This week, President Biden’s Department of Justice withdrew its support for a lawsuit brought by three female high school athletes in Connecticut claiming that females being forced to compete with biological males violates Title IX.
Under the previous administration, then-Attorney General Bill Barr backed the lawsuit. Barr said that the Connecticut Interscholastic Athletic Conference’s (CIAC) interpretation of Title IX that barred schools from accounting for “real physiological differences between men and women” was antithetical to the intentions of Title IX.
“Under CIAC’s interpretation of Title IX … schools may not account for the real physiological differences between men and women,” Barr said in March 2020. “Instead, schools must have certain biological males — namely, those who publicly identify as female — compete against biological females.

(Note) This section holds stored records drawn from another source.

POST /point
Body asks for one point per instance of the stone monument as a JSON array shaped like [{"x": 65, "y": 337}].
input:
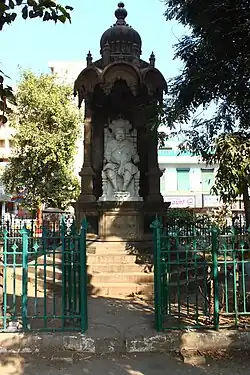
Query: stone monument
[{"x": 120, "y": 176}]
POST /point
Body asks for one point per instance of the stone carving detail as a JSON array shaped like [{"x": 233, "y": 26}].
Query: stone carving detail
[{"x": 120, "y": 175}]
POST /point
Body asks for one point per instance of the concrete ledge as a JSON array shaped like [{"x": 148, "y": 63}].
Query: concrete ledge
[{"x": 136, "y": 339}]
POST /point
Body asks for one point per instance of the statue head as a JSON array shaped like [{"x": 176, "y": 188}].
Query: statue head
[{"x": 119, "y": 134}]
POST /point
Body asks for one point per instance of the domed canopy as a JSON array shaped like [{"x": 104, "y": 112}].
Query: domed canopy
[{"x": 120, "y": 38}]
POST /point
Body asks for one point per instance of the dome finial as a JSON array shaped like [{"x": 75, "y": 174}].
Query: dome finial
[{"x": 121, "y": 14}]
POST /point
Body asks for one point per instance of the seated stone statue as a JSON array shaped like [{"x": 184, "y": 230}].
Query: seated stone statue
[
  {"x": 119, "y": 154},
  {"x": 119, "y": 171}
]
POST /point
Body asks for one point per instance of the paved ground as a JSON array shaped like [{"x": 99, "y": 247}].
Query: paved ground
[{"x": 145, "y": 364}]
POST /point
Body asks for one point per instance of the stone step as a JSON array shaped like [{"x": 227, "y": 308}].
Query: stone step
[
  {"x": 129, "y": 277},
  {"x": 99, "y": 247},
  {"x": 51, "y": 272},
  {"x": 115, "y": 268},
  {"x": 110, "y": 259},
  {"x": 117, "y": 290}
]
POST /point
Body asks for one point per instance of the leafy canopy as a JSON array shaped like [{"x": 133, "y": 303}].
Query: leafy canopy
[
  {"x": 47, "y": 10},
  {"x": 215, "y": 56},
  {"x": 47, "y": 127}
]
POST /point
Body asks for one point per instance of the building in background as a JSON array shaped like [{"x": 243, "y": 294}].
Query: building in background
[{"x": 187, "y": 181}]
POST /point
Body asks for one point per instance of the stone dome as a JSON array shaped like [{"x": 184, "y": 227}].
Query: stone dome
[{"x": 120, "y": 37}]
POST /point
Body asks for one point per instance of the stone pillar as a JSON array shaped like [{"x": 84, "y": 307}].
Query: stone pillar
[
  {"x": 87, "y": 172},
  {"x": 154, "y": 172}
]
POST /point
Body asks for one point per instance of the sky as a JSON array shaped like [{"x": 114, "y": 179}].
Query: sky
[{"x": 33, "y": 44}]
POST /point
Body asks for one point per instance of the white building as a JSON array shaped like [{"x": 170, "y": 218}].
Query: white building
[{"x": 187, "y": 181}]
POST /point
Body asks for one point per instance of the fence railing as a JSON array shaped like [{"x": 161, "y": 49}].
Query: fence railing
[
  {"x": 43, "y": 281},
  {"x": 202, "y": 277},
  {"x": 14, "y": 225}
]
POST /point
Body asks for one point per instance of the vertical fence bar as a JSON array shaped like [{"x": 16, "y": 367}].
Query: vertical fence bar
[
  {"x": 156, "y": 226},
  {"x": 64, "y": 267},
  {"x": 83, "y": 287},
  {"x": 25, "y": 238},
  {"x": 215, "y": 276},
  {"x": 5, "y": 270}
]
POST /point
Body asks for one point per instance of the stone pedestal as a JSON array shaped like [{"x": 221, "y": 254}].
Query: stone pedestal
[{"x": 122, "y": 221}]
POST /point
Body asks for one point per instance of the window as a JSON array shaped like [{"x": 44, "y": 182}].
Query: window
[
  {"x": 183, "y": 182},
  {"x": 207, "y": 179}
]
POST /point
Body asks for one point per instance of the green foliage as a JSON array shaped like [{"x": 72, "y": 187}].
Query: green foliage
[
  {"x": 215, "y": 56},
  {"x": 232, "y": 152},
  {"x": 47, "y": 10},
  {"x": 47, "y": 127}
]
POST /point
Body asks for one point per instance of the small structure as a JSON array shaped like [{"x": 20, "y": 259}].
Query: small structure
[{"x": 120, "y": 189}]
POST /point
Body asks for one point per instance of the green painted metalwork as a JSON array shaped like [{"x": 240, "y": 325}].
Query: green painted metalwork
[
  {"x": 201, "y": 276},
  {"x": 43, "y": 279}
]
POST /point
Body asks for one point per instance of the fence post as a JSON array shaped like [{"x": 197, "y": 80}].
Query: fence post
[
  {"x": 25, "y": 240},
  {"x": 156, "y": 226},
  {"x": 64, "y": 270},
  {"x": 83, "y": 277},
  {"x": 215, "y": 233}
]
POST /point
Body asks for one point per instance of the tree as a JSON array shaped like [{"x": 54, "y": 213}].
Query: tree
[
  {"x": 47, "y": 10},
  {"x": 47, "y": 126},
  {"x": 216, "y": 69}
]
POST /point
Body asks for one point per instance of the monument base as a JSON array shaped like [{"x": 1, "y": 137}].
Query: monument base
[
  {"x": 119, "y": 221},
  {"x": 121, "y": 196}
]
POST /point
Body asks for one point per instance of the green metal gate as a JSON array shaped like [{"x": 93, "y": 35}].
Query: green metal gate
[
  {"x": 201, "y": 277},
  {"x": 43, "y": 280}
]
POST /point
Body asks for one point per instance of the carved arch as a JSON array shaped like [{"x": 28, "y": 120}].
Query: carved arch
[
  {"x": 154, "y": 80},
  {"x": 86, "y": 82},
  {"x": 121, "y": 71}
]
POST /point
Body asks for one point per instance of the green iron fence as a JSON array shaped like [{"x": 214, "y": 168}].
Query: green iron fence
[
  {"x": 201, "y": 277},
  {"x": 43, "y": 280}
]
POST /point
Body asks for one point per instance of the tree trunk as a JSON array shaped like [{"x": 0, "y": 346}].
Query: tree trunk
[{"x": 246, "y": 205}]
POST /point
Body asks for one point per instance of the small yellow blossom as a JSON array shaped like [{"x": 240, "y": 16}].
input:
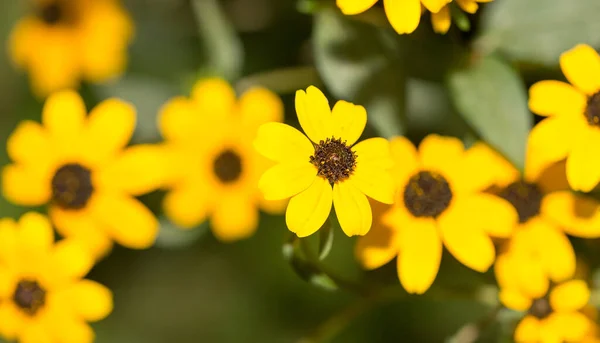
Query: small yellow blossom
[
  {"x": 440, "y": 201},
  {"x": 572, "y": 127},
  {"x": 62, "y": 42},
  {"x": 78, "y": 165},
  {"x": 326, "y": 167},
  {"x": 42, "y": 296},
  {"x": 215, "y": 170}
]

In so doing, CIAC deprives those women of the single-sex athletic competitions that are one of the marquee accomplishments of Title IX.”
One of three girls who had brought the lawsuit, Alanna Smith, along with her attorney, Christiana Holcomb of the Alliance Defending Freedom, appeared on Fox News this week to discuss the Biden administration’s withdrawal. Smith explained that she filed and her fellow athletes filed the lawsuit because “Fairness needs to be restored in our sport and all other women’s sports … these biological males are just taking it away from us.”
The Connecticut Interscholastic Athletic Conference rules that allow biological males to compete in girls’ sports resulted in two biologically male track athletes bringing home 15 women’s state championship titles between 2017 and 2019.